Download a printable example of the questionnaire.

It is high time for the people of this United Kingdom to stop allowing themselves to be manipulated by politicians. We need our representatives in Parliament to genuinely reflect the view of the majority in their own constituency, even if this means going against their personal and/or their party's policy. While they may argue their case, hoping to change the minds of the majority in their constituency, they should ultimately be obliged to reflect the majority view of those who elect them. 

It will be argued by politicians of all parties that most voters don't have the knowledge necessary to express an opinion on important subjects at issue, and that our vote is a form of delegated democracy. We should argue that it is their duty to ensure that we voters do have ready access to such information as is necessary to form an intelligent opinion. That, after all, is one main purpose of Opposition Parties in our Parliamentary Democracy.

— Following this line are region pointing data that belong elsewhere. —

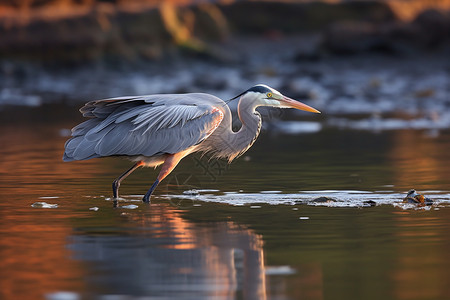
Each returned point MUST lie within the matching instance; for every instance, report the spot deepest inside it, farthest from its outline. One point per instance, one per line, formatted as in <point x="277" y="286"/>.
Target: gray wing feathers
<point x="146" y="125"/>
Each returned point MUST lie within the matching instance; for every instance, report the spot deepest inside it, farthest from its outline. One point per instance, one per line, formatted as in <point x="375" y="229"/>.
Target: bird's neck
<point x="244" y="138"/>
<point x="224" y="142"/>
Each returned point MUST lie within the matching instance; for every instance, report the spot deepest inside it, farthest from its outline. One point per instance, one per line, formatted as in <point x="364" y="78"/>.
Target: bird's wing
<point x="145" y="125"/>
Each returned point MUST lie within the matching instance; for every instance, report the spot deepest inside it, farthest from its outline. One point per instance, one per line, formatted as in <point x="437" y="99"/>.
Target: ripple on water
<point x="328" y="198"/>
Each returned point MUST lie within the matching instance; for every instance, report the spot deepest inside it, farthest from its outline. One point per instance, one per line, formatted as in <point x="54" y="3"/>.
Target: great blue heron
<point x="162" y="129"/>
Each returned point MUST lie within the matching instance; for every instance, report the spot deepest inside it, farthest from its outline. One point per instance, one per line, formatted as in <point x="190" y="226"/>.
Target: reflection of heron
<point x="162" y="129"/>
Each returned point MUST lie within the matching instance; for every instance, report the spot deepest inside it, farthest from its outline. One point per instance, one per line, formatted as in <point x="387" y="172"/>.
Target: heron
<point x="162" y="129"/>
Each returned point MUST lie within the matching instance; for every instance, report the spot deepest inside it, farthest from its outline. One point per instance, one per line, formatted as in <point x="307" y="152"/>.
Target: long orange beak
<point x="297" y="104"/>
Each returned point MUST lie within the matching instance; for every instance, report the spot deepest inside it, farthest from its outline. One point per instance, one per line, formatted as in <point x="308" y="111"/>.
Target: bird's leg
<point x="169" y="164"/>
<point x="116" y="183"/>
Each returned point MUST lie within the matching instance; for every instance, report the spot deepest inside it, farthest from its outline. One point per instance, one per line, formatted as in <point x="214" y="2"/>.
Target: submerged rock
<point x="415" y="198"/>
<point x="323" y="200"/>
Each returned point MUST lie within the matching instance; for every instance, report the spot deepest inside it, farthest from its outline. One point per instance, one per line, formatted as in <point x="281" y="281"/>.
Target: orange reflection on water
<point x="415" y="274"/>
<point x="34" y="258"/>
<point x="418" y="160"/>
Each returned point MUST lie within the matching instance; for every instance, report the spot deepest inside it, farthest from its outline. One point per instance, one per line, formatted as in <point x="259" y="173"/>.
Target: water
<point x="250" y="230"/>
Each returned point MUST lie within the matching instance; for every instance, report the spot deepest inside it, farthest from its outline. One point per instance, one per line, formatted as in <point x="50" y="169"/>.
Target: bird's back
<point x="143" y="125"/>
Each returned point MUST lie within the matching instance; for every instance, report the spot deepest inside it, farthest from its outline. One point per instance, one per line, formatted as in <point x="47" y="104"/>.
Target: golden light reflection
<point x="22" y="12"/>
<point x="416" y="254"/>
<point x="417" y="160"/>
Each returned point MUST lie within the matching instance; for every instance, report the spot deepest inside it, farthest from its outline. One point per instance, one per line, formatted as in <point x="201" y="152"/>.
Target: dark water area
<point x="249" y="230"/>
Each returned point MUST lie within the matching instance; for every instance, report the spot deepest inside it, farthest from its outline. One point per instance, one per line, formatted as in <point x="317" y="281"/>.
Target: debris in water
<point x="62" y="295"/>
<point x="415" y="198"/>
<point x="323" y="200"/>
<point x="369" y="203"/>
<point x="43" y="205"/>
<point x="192" y="192"/>
<point x="131" y="206"/>
<point x="279" y="270"/>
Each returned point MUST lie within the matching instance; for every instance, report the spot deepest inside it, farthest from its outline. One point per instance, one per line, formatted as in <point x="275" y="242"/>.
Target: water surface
<point x="251" y="231"/>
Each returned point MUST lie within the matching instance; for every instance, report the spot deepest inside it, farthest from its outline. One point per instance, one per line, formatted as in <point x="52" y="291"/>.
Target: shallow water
<point x="249" y="230"/>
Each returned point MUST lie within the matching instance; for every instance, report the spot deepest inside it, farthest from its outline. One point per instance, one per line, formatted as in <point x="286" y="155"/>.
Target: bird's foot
<point x="146" y="198"/>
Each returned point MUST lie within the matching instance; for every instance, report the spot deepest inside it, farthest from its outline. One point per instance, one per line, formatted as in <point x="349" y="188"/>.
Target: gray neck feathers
<point x="224" y="143"/>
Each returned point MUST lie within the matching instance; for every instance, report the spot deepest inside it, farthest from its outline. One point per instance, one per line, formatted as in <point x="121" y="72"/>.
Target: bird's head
<point x="263" y="95"/>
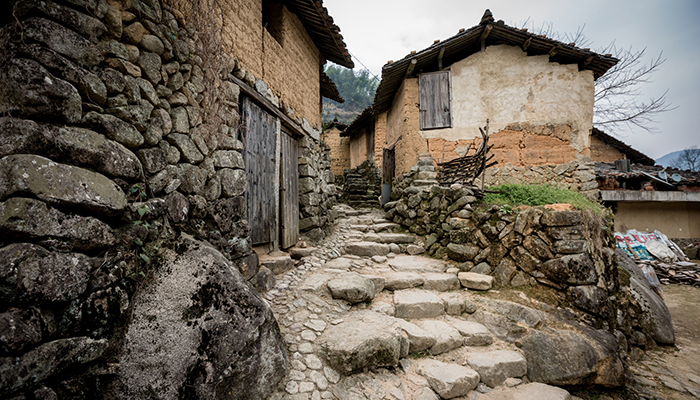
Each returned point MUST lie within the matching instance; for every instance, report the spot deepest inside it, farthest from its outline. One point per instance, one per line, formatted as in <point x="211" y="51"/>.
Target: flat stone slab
<point x="352" y="287"/>
<point x="473" y="333"/>
<point x="414" y="303"/>
<point x="402" y="280"/>
<point x="367" y="249"/>
<point x="446" y="337"/>
<point x="384" y="226"/>
<point x="495" y="367"/>
<point x="398" y="238"/>
<point x="278" y="263"/>
<point x="448" y="380"/>
<point x="471" y="280"/>
<point x="364" y="339"/>
<point x="441" y="282"/>
<point x="339" y="263"/>
<point x="416" y="264"/>
<point x="530" y="391"/>
<point x="418" y="338"/>
<point x="315" y="282"/>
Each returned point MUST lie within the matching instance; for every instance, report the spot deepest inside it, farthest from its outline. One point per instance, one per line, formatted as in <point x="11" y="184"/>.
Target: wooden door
<point x="289" y="191"/>
<point x="259" y="138"/>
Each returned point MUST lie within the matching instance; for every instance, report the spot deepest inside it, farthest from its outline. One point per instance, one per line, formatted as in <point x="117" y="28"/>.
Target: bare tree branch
<point x="688" y="159"/>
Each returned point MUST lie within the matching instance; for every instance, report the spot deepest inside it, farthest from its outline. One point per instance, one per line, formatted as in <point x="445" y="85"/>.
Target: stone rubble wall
<point x="317" y="193"/>
<point x="570" y="251"/>
<point x="112" y="147"/>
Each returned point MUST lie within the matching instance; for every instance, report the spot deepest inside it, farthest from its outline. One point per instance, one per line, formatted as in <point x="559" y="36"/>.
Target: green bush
<point x="538" y="195"/>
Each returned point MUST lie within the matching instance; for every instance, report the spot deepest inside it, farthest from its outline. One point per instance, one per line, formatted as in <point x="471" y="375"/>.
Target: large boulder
<point x="656" y="319"/>
<point x="60" y="184"/>
<point x="365" y="339"/>
<point x="199" y="330"/>
<point x="30" y="273"/>
<point x="28" y="219"/>
<point x="33" y="92"/>
<point x="352" y="287"/>
<point x="563" y="357"/>
<point x="76" y="146"/>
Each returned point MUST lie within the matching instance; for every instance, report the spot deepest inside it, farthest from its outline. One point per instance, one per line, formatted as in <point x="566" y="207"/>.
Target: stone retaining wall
<point x="570" y="251"/>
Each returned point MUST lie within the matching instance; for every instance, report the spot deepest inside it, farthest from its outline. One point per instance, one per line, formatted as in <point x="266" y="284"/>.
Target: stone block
<point x="475" y="281"/>
<point x="413" y="303"/>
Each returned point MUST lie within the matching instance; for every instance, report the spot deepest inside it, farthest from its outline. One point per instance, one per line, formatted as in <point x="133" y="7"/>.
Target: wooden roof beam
<point x="410" y="68"/>
<point x="484" y="35"/>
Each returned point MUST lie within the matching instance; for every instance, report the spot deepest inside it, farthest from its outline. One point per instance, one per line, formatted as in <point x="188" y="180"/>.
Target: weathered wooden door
<point x="289" y="191"/>
<point x="259" y="138"/>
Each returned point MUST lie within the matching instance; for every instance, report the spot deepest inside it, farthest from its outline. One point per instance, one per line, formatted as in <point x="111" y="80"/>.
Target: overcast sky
<point x="376" y="31"/>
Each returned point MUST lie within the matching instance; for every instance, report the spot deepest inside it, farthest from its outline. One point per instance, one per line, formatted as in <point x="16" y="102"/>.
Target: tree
<point x="617" y="93"/>
<point x="689" y="159"/>
<point x="357" y="88"/>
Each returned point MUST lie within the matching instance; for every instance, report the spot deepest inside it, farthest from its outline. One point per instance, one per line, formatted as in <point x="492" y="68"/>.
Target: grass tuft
<point x="538" y="195"/>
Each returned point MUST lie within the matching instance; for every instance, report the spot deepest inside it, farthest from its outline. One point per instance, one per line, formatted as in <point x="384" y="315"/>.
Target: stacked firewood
<point x="467" y="168"/>
<point x="682" y="272"/>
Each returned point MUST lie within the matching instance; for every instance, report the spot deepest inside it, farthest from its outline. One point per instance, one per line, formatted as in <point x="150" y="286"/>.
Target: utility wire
<point x="358" y="60"/>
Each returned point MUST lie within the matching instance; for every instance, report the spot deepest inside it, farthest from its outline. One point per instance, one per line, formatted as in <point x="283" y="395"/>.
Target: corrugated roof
<point x="468" y="42"/>
<point x="634" y="155"/>
<point x="320" y="27"/>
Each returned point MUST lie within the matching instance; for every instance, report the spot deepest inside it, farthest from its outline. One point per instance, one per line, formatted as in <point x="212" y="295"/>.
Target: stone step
<point x="530" y="391"/>
<point x="414" y="303"/>
<point x="367" y="249"/>
<point x="494" y="367"/>
<point x="472" y="280"/>
<point x="398" y="238"/>
<point x="278" y="262"/>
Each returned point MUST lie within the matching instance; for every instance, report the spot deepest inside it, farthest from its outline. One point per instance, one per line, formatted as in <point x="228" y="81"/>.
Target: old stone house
<point x="537" y="94"/>
<point x="138" y="168"/>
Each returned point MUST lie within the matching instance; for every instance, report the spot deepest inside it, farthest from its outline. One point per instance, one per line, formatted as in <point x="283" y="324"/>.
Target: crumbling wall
<point x="340" y="150"/>
<point x="113" y="174"/>
<point x="603" y="152"/>
<point x="290" y="68"/>
<point x="570" y="251"/>
<point x="317" y="193"/>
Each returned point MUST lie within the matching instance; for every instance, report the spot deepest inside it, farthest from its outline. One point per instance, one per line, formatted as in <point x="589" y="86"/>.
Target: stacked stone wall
<point x="317" y="192"/>
<point x="118" y="141"/>
<point x="570" y="251"/>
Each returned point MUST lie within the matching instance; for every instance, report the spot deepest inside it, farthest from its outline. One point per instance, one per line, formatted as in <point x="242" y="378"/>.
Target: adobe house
<point x="537" y="94"/>
<point x="282" y="47"/>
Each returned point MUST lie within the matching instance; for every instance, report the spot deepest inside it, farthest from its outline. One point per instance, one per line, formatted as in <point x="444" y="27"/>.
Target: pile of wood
<point x="681" y="272"/>
<point x="467" y="168"/>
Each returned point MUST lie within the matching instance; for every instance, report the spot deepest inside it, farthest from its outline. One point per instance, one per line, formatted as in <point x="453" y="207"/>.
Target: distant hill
<point x="668" y="159"/>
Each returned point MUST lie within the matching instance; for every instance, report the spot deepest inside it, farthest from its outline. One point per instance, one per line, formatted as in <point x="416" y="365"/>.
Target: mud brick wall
<point x="112" y="146"/>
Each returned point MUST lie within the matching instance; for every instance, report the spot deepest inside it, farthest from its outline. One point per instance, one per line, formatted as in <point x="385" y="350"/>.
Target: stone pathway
<point x="366" y="317"/>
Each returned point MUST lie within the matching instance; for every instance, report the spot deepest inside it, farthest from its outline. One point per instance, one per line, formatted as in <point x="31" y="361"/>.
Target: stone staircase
<point x="358" y="192"/>
<point x="379" y="305"/>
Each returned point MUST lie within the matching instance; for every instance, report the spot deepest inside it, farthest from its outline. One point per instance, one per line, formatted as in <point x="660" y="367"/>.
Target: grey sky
<point x="380" y="30"/>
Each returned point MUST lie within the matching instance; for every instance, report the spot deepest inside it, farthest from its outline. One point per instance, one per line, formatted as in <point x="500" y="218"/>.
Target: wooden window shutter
<point x="435" y="107"/>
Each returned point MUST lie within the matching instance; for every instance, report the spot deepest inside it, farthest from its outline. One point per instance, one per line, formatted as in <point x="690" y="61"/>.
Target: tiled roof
<point x="468" y="42"/>
<point x="320" y="27"/>
<point x="634" y="155"/>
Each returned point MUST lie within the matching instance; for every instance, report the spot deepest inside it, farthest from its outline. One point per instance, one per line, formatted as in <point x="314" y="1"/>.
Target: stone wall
<point x="317" y="193"/>
<point x="121" y="179"/>
<point x="568" y="251"/>
<point x="340" y="150"/>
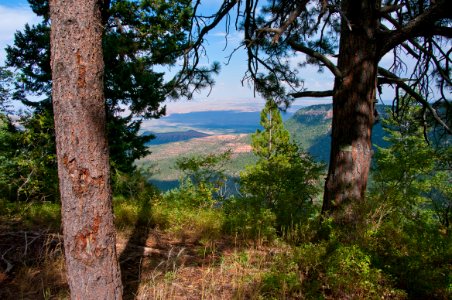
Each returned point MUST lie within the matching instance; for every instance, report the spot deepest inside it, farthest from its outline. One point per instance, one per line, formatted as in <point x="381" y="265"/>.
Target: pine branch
<point x="328" y="63"/>
<point x="314" y="94"/>
<point x="390" y="77"/>
<point x="423" y="24"/>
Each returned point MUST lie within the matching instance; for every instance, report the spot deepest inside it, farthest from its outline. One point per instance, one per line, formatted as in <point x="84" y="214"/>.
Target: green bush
<point x="248" y="220"/>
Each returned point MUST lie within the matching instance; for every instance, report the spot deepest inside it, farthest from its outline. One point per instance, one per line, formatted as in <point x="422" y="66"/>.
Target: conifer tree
<point x="285" y="179"/>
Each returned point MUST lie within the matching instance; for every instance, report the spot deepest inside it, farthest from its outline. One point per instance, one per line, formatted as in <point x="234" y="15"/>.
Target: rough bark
<point x="353" y="98"/>
<point x="82" y="150"/>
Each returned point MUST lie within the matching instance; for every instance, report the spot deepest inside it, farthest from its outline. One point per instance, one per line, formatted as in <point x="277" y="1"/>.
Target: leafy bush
<point x="285" y="179"/>
<point x="248" y="220"/>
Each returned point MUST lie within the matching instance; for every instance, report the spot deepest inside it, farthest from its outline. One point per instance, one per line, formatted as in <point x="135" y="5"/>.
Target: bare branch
<point x="328" y="63"/>
<point x="314" y="94"/>
<point x="391" y="8"/>
<point x="420" y="25"/>
<point x="391" y="77"/>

Most important of all, such proceedings would rekindle in voters their latent interest and obligation to cast their vote, knowing that the candidate of their choice would be more likely to act in accordance with their wishes. A much higher turnout in elections would be the result.

Contact your local Party Chairman. Gain his support for setting up public forums in your constituency on these, as well as any other relevant topics, well before the next General Election expected in 2005. You should then, depending on the integrity of the candidate of your choice, feel fairly certain that your view on any subject being debated in Parliament will more accurately be reflected by your representative in that assembly.